Dans un arrêt du 27 mars 2014, la Cour d’appel de Versailles a débouté une société d’une partie de ses demandes à l’encontre d’un prestataire proposant des solutions d’emailing. En l’espèce, une société spécialisée dans le marketing publicitaire sur internet avait conclu un ‘‘contrat d’emailing solution’’ avec un prestataire chargé du routage de mails publicitaires. Se plaignant de dysfonctionnements, notamment de l’effacement de données, le client avait cessé de payer les factures et avait introduit une action en responsabilité contre le prestataire.

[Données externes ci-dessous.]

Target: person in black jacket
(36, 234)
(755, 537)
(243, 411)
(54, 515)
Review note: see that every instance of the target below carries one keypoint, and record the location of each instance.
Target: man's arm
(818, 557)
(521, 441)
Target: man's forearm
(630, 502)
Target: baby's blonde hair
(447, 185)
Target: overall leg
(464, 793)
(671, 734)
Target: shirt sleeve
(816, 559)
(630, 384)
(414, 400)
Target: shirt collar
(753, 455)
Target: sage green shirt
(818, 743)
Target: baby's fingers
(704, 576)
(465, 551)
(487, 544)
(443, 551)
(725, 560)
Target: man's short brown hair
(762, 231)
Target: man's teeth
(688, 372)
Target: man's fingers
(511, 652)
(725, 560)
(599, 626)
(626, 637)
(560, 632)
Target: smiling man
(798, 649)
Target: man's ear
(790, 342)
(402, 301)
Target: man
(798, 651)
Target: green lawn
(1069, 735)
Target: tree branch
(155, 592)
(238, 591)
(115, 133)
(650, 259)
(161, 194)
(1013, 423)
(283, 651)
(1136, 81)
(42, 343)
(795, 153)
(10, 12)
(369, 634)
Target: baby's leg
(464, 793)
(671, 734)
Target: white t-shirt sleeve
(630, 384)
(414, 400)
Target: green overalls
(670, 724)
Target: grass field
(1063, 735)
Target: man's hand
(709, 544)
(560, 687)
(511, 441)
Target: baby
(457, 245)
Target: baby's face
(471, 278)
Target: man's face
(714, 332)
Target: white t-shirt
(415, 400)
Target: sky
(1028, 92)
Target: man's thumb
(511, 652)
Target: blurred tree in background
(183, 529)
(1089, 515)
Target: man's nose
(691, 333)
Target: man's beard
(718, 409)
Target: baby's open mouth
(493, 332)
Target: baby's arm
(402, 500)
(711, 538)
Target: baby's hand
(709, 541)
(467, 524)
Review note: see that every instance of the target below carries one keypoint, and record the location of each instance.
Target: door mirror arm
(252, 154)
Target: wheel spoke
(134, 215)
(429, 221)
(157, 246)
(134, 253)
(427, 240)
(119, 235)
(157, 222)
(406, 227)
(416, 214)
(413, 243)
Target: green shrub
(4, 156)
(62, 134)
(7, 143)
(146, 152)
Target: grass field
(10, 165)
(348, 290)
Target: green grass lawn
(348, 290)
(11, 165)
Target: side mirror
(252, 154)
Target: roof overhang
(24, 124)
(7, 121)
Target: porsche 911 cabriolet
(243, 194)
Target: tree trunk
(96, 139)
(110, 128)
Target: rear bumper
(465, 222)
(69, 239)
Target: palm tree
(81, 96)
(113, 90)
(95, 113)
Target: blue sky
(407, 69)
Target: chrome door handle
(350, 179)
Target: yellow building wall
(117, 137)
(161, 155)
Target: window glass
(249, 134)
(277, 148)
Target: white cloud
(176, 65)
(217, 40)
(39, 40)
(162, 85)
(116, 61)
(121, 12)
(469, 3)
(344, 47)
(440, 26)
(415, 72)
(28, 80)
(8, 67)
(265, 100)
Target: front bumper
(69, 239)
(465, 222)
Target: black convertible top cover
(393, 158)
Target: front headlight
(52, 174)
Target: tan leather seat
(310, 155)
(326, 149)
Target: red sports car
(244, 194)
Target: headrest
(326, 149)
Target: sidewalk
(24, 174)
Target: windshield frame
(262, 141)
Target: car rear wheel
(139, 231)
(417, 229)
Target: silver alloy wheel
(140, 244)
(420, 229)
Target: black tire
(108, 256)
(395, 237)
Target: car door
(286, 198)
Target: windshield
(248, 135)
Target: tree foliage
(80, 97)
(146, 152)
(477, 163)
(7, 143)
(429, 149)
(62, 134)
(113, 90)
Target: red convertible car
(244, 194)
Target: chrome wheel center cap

La Cour d’appel a considéré, que si une erreur d’import d’une base de données nouvelle provoquant l’écrasement d’adresses électroniques et la perte de données était établie, le demandeur ne démontrait pas le nombre de données perdues et ne produisait ‘‘aucun élément comptable permettant de démontrer la sincérité des chiffres qu’elle [avançait] pour justifier le montant de son préjudice commercial’’. La Cour a donc condamné le prestataire à verser à son client la somme de 8 000 euros sur les 286 000 euros demandés à titre de dommages et intérêts, et condamné le client à verser au prestataire la somme de 41 332 euros au titre des factures impayées.

Arrêt non encore publié

Précisions sur le champ d’application des obligations en matière de systèmes de comptabilité informatisés

Dans un arrêt du 9 avril 2014, le Conseil d’Etat a rejeté le pourvoi formé par l’administration fiscale à l’encontre d’un arrêt qui considérait qu’une société disposant d’un système de caisses enregistreuses n’entrait pas dans le champ de l’obligation prévue par l’article L. 47 A du livre des procédures fiscales, qui impose aux contribuables, lorsque leur comptabilité est tenue aux moyens de systèmes informatisés, de mettre à la disposition des agents de l’administration fiscale une copie sous forme dématérialisée des fichiers répondant à des normes fixées par arrêté. En l’espèce, la Cour administrative d’appel de Lyon relevait que les caisses enregistreuses que possédait la société ne constituaient pas un système informatisé de données, et en concluait qu’elle n’était pas soumise à l’obligation précitée. Le Conseil d’Etat a validé l’analyse de la Cour administrative d’appel en relevant qu’ « il n’était pas établi que la société (…) disposait d’un progiciel de comptabilité pour l’établissement de ses documents comptables ».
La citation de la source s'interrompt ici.